Friends of Orphans (FRO) addresses gender violence and harmful cultural practice in relation to the spread of HIV/AIDS. FRO works with a range of stakeholders to ensure all voices are represented. We provide HIV/AIDS home-based care, support and prevention amongst the community of Pader district.
We provide care to women who are dying of AIDS so that their last weeks, days, hours are free from pain, humiliation and indignity. Support people living with HIV/AIDS to educate themselves and share information with the broader community on prevention, treatment, care and the elimination of stigma.
“The condition of people living and dying due to war and HIV/AIDS in northern Uganda is so desperate that even the most basic help will bring solace and hope.” Anywar Ricky Richard
What it is like to be a vulnerable child or orphan in our community?

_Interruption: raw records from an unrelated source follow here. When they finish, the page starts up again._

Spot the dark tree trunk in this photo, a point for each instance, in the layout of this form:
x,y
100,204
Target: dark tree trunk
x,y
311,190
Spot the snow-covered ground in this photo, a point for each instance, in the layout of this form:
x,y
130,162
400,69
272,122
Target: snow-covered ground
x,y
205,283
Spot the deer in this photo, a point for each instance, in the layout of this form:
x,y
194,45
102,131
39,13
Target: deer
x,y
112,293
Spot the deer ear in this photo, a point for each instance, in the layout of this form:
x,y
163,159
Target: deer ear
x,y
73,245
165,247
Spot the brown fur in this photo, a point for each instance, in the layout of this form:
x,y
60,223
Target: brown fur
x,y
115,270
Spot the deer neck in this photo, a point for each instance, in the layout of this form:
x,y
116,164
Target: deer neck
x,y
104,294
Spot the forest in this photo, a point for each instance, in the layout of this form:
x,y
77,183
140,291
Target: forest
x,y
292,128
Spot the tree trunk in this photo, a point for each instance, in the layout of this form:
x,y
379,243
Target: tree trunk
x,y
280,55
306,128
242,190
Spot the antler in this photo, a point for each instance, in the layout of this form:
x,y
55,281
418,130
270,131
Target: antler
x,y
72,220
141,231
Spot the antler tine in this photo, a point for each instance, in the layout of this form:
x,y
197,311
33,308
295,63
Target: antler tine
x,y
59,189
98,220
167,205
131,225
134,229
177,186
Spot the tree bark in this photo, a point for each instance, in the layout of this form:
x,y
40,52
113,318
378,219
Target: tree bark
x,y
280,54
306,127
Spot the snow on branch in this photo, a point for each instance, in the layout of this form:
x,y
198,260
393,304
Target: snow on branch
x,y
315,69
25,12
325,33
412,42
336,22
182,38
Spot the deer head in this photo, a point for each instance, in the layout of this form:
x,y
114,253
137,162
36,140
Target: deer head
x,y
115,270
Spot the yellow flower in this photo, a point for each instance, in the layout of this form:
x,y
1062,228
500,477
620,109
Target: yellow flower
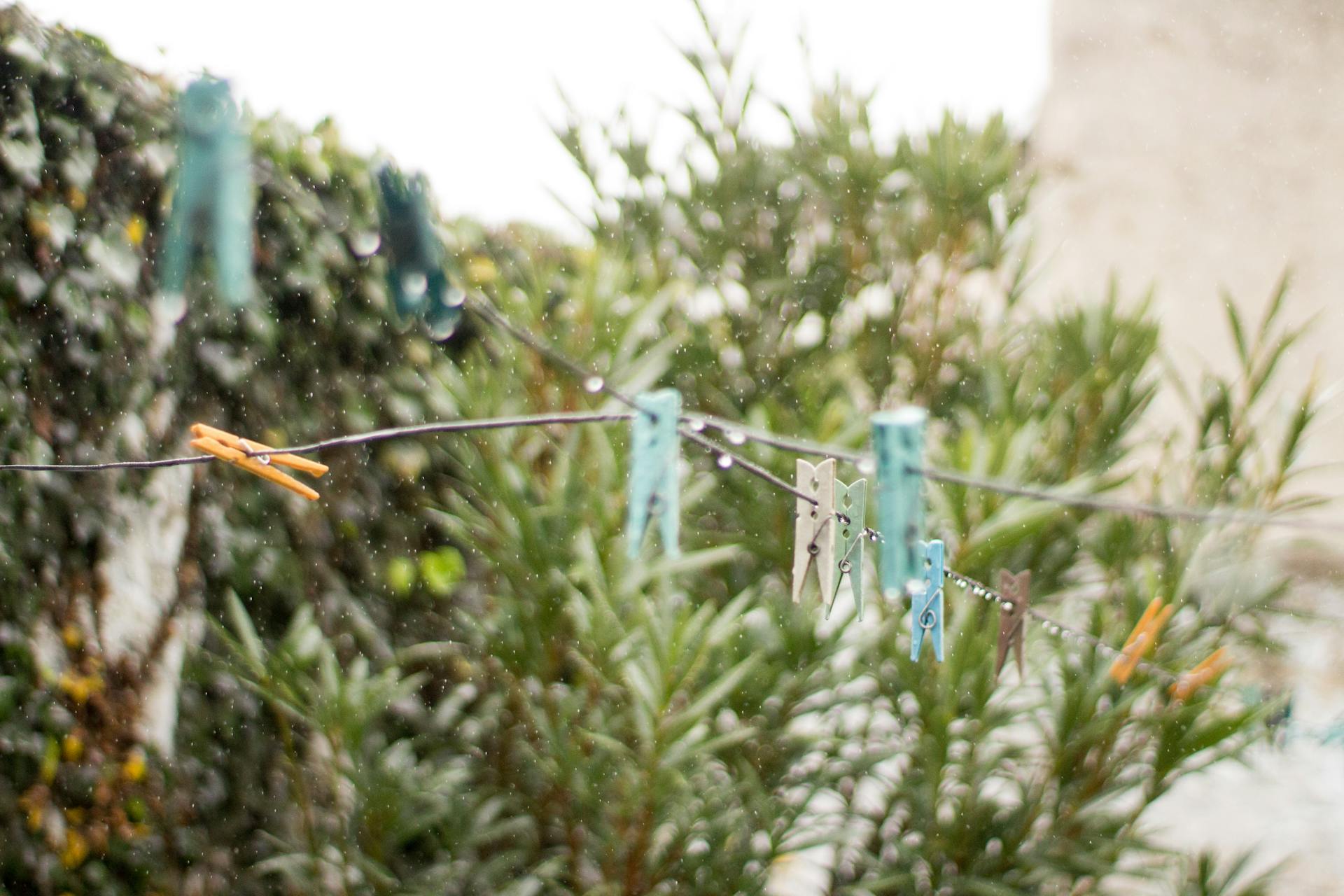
x,y
80,688
136,230
482,270
76,850
134,769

For many children in our community, being a vulnerable child and orphan are one and the same. In our community, all children are vulnerable and the majority are orphans. Vulnerable children in our community are either former child soldiers, former abductees, former sex slaves and their children, or were born and are growing up in an IDP camp. Many of these children were abandoned or their mothers were killed, and they do not know their clans, their family names or their identities. They are raised in our community by surrogate families or are placed outside the district. Vulnerable children in our community, whether 16 year old former child soldiers, or four year old children, know daily hunger. The older children who were abducted and were child soldiers suffer from being traumatized by their ordeals of having had to kill and mutilate or witness the most horrible violence. Most have witnessed the loss of family members and friends and some were forced to participate in these killings. Many of our children suffer; shame, guilt, and denial; many have diseases or are disabled from their time in the bush; many girls are dealing with sexual abuse or are raising their own children. The worst part of all are the children who reach secondary school age, but can not find resources to advance them to secondary or vocational training school. In addition, many youth suffer depression and hopelessness because their lives are going nowhere and they are dealing only with daily survival. For orphans, it is worse since they miss their parents and only few live in households where there is enough food and shelter for everyone.
Children who are HIV positive are the most vulnerable since there is no treatment available and very little diagnostic services, these children are the most vulnerable to dying from opportunistic disease. The youngest children are also the most vulnerable since they are the most likely to die from diarrhea, malaria and fungal diseases. Girls are the most vulnerable to STDs from sexual abuse. Older children are also highly vulnerable if they were child soldiers as they are suffering from the trauma of their ordeals, and little counseling is available. They also need cleansing rituals in order to reconcile what they participated in, with their families or other victims; some receive these rituals and some do not. These children endure much suffering and are vulnerable to depression and other mental health problems.